Afin d’approfondir les résultats dégagés par les analyses bivariées présentées ci-haut, nous avons proposé trois modèles de régression linéaire multiple prenant la représentation de l’évolution de la pauvreté comme variable dépendante. Ces modèles doivent être considérés comme des descriptions ou encore comme des portraits sociographiques et non pas comme une analyse causale au sens strict.

Les variables sociodémographiques classiques (sexe, âge, scolarité, revenu, activité, lieu de naissance, type de ménage) et celle portant sur la connaissance d’une personne pauvre ont été incluses dans le premier modèle (Tableau 3). Les résultats confirment ceux qui ont déjà été dégagés plus haut. Ainsi, le revenu est le meilleur prédicteur de la représentation de l’évolution du taux de pauvreté : moins le revenu de leur ménage est élevé, plus les répondants considèrent que la pauvreté gagne du terrain. Les données du modèle confirment aussi que les femmes estiment davantage que les hommes que le taux de pauvreté est en hausse. Les étudiants et les personnes inactives (retraitées en majorité) partagent moins cette opinion, de même que les travailleurs à temps plein. Les couples avec enfants ne perçoivent pas une montée de la pauvreté. La connaissance d’une personne pauvre ressort comme l’un des prédicteurs les plus puissants de la représentation de la pauvreté, suivant de près le fait d’être au bas de l’échelle des revenus.
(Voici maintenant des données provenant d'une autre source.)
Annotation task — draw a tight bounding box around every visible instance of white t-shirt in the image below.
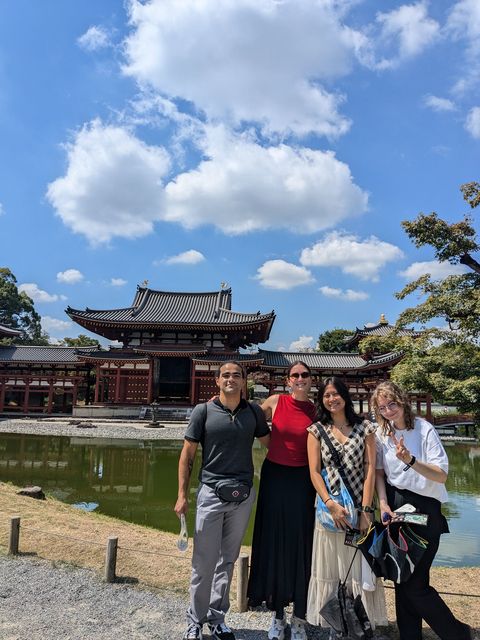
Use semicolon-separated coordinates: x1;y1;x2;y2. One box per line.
375;418;448;502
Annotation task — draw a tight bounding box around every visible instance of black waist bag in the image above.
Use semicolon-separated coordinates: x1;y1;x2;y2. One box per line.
215;480;250;502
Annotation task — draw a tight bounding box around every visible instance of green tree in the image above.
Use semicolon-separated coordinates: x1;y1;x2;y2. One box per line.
397;182;480;342
0;267;48;345
317;329;357;353
59;333;101;347
360;182;480;424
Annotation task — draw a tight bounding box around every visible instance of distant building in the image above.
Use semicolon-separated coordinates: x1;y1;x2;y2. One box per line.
0;286;412;416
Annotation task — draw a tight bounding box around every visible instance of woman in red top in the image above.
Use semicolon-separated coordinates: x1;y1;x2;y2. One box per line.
247;361;316;640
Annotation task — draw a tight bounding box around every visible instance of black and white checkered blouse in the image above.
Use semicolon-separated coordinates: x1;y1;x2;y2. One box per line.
307;420;377;504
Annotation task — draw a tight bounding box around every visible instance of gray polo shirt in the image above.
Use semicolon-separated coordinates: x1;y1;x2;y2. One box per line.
185;399;270;487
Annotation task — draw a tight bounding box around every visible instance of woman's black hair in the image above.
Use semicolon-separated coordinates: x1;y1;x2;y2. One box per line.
317;376;362;426
286;360;312;378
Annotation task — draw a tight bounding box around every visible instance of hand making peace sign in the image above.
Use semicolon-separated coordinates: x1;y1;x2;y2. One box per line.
390;432;412;464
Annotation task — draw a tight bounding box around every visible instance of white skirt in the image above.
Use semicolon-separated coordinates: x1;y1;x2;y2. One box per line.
307;521;388;628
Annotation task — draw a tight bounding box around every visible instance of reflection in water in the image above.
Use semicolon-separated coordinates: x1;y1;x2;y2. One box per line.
0;434;480;566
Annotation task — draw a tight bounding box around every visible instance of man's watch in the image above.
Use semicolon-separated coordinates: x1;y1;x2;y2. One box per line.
358;505;375;513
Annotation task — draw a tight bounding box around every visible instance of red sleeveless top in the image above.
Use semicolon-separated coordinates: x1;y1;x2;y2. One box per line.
267;394;317;467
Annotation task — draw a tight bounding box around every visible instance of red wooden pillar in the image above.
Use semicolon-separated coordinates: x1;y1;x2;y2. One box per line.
0;378;7;413
425;393;433;422
23;376;30;413
147;358;153;404
72;378;80;407
93;364;100;404
190;360;196;405
115;364;122;404
47;378;53;413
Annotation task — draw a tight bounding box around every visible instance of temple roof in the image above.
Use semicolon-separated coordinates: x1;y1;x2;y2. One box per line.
0;324;22;338
66;287;275;341
258;349;401;371
345;316;418;345
0;345;97;364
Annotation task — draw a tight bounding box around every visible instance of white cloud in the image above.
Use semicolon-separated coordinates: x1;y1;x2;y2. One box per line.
124;0;368;136
445;0;480;56
164;249;205;264
465;107;480;139
398;260;465;280
47;120;169;244
57;269;84;284
18;282;66;302
288;336;315;352
255;260;314;289
376;2;440;69
423;96;456;111
77;26;110;51
319;286;370;302
300;231;403;282
110;278;127;287
41;316;72;334
165;127;368;234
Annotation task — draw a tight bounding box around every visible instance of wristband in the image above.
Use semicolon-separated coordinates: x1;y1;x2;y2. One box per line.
403;456;417;471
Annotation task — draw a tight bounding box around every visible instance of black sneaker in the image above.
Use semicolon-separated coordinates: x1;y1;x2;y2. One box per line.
182;622;203;640
208;622;235;640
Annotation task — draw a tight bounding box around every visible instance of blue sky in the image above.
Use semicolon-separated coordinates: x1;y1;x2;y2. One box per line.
0;0;480;350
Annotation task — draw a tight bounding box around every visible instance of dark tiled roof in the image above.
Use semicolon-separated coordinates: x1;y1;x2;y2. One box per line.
258;349;401;371
78;349;148;362
0;324;22;338
0;345;96;364
192;353;263;365
345;322;418;344
66;287;275;327
132;344;208;355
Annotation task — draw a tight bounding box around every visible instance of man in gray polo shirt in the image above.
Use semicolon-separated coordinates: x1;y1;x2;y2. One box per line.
175;362;270;640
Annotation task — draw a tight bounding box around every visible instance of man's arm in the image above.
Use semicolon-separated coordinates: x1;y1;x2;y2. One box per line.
174;440;198;517
259;433;270;449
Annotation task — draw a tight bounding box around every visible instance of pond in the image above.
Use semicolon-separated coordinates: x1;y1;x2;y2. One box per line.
0;433;480;567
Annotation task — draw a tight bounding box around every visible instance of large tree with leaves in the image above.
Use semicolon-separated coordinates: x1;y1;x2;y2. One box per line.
0;267;48;344
361;182;480;423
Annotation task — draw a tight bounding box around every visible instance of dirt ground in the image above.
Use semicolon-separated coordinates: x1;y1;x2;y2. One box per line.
0;483;480;639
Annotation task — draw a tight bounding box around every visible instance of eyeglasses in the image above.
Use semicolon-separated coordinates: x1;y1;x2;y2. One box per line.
323;391;340;400
378;400;398;413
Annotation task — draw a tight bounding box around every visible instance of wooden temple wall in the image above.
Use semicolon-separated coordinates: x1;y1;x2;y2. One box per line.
95;366;149;405
0;371;85;414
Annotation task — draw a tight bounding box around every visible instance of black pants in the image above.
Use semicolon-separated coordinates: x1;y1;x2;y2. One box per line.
386;483;471;640
395;538;471;640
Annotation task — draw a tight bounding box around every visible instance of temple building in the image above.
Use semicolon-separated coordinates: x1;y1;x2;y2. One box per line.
0;286;416;417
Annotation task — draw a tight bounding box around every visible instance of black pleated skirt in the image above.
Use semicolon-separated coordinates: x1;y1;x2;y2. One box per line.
247;460;315;618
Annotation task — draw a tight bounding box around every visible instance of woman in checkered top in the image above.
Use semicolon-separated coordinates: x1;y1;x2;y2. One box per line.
307;376;387;638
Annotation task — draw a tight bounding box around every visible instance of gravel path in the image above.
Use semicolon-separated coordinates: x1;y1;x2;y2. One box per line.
0;418;382;640
0;418;187;440
0;556;327;640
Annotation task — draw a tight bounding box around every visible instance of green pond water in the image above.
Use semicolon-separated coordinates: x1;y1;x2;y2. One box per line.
0;433;480;567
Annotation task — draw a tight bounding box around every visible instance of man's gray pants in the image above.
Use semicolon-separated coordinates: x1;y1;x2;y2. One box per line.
187;484;255;625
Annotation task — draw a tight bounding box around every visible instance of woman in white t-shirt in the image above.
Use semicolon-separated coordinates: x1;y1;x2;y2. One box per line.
372;382;473;640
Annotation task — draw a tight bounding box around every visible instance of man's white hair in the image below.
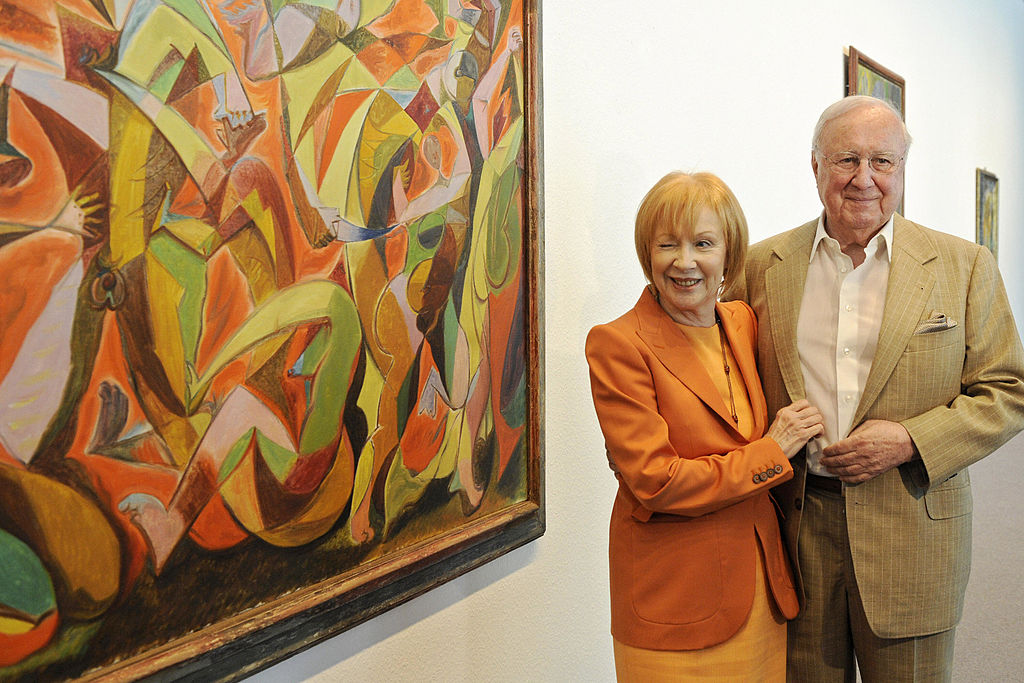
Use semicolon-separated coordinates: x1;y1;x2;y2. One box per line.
811;95;912;155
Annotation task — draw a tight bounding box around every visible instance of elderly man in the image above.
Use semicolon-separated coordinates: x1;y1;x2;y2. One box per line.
726;96;1024;682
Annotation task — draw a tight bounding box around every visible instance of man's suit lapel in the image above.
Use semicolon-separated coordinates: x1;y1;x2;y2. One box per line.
853;214;937;426
636;287;734;426
765;219;817;400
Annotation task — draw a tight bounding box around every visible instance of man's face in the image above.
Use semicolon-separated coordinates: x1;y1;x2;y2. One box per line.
811;105;906;238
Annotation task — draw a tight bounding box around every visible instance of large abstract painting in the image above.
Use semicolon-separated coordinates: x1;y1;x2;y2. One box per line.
0;0;544;681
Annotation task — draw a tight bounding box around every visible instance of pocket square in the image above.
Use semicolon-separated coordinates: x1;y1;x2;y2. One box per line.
913;310;956;335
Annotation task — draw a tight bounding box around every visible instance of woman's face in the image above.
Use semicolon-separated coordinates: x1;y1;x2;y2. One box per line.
650;209;726;327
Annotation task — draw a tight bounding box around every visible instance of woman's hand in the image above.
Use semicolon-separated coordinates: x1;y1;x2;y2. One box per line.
765;398;824;458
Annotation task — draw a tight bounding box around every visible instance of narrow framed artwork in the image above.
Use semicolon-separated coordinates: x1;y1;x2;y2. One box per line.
846;45;906;116
0;0;545;682
974;168;999;259
846;45;906;215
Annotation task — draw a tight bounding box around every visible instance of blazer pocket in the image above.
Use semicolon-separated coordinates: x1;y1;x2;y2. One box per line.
913;310;956;335
925;472;973;519
906;324;964;353
630;516;723;625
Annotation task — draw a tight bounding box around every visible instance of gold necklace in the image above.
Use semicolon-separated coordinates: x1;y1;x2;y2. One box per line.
715;310;739;425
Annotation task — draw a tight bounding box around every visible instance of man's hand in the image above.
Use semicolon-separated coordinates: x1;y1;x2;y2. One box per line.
821;420;916;483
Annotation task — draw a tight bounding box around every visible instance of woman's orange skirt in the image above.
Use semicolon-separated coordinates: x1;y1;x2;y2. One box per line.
614;544;785;683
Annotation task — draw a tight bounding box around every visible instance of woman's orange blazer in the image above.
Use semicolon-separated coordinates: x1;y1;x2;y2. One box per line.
587;287;798;650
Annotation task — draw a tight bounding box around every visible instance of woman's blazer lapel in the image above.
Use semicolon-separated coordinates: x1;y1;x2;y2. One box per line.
636;288;764;433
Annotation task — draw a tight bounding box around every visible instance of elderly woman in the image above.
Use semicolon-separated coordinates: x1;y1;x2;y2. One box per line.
587;172;822;682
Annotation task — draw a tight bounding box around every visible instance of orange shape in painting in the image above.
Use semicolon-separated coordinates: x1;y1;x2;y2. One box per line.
0;611;57;667
356;40;406;85
367;0;437;38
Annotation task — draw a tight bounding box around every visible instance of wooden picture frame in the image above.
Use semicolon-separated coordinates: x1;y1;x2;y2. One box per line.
846;45;906;215
974;168;999;259
0;0;545;681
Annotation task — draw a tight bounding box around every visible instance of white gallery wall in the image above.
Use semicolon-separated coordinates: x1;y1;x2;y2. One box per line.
253;0;1024;682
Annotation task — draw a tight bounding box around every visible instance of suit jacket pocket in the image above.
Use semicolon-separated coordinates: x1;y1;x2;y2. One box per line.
631;516;722;624
925;472;973;519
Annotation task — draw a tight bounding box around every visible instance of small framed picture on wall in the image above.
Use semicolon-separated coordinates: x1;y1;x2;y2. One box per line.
846;45;906;116
974;168;999;258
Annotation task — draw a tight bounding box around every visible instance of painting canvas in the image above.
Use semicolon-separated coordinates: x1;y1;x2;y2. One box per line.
0;0;544;681
975;168;999;258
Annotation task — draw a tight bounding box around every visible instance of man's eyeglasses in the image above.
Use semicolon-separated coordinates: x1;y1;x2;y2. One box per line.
822;152;903;174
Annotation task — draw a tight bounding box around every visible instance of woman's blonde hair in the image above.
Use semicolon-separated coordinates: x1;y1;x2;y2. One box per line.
634;171;748;283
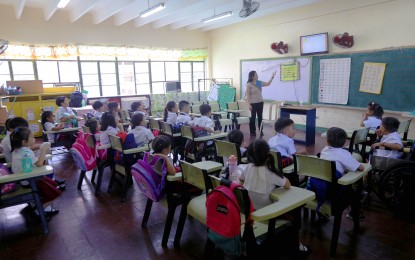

Connaître une personne pauvre est associé de manière significative à la perception que le taux de pauvreté augmente.

Nous avons inclus dans le deuxième modèle la mesure du sentiment de privation. Cette variable apparait comme le principal prédicteur de la représentation sociale portant sur l’évolution du taux de pauvreté, toutes choses égales par ailleurs. L’effet des autres variables persiste, mais plus les enquêtés ressentent un sentiment de privation, plus ils se représentent négativement l’évolution du taux de pauvreté. Cela confirme l’importance que prend la perception par les enquêtés de leurs propres conditions de vie.

Nous avons enfin introduit l’indice d’orientation idéologique dans le troisième modèle, une variable qui s’était avérée déterminante dans l’enquête française citée plus haut. Les préférences des répondants en matière d’intervention étatique qui fondent cet indice apparaissent effectivement déterminantes dans l’élaboration des représentations sociales en matière de pauvreté. Le coefficient Bêta associé à cette variable (0,314) est le plus important du modèle, suivi du sentiment de privation (0,103). Ce résultat est important. Il signifie que les enquêtés, lorsque vient le temps d’évaluer l’évolution du taux de pauvreté, se réfèrent de manière marquée à un système de valeur général – en gros, être pour ou contre l’intervention de l’État en matière de redistribution du revenu – et pas seulement à leur situation personnelle, qui demeure toutefois pertinente comme l’indique le coefficient associé au sentiment de privation.

Tableau 3

Trois modèles d’analyse de régression linéaire multiple sur la perception de l’augmentation du taux de pauvreté

Trois modèles d’analyse de régression linéaire multiple sur la perception de l’augmentation du taux de pauvreté
Source : Enquête Représentations Sociales des Inégalités et de la Pauvreté. Compilation des auteurs.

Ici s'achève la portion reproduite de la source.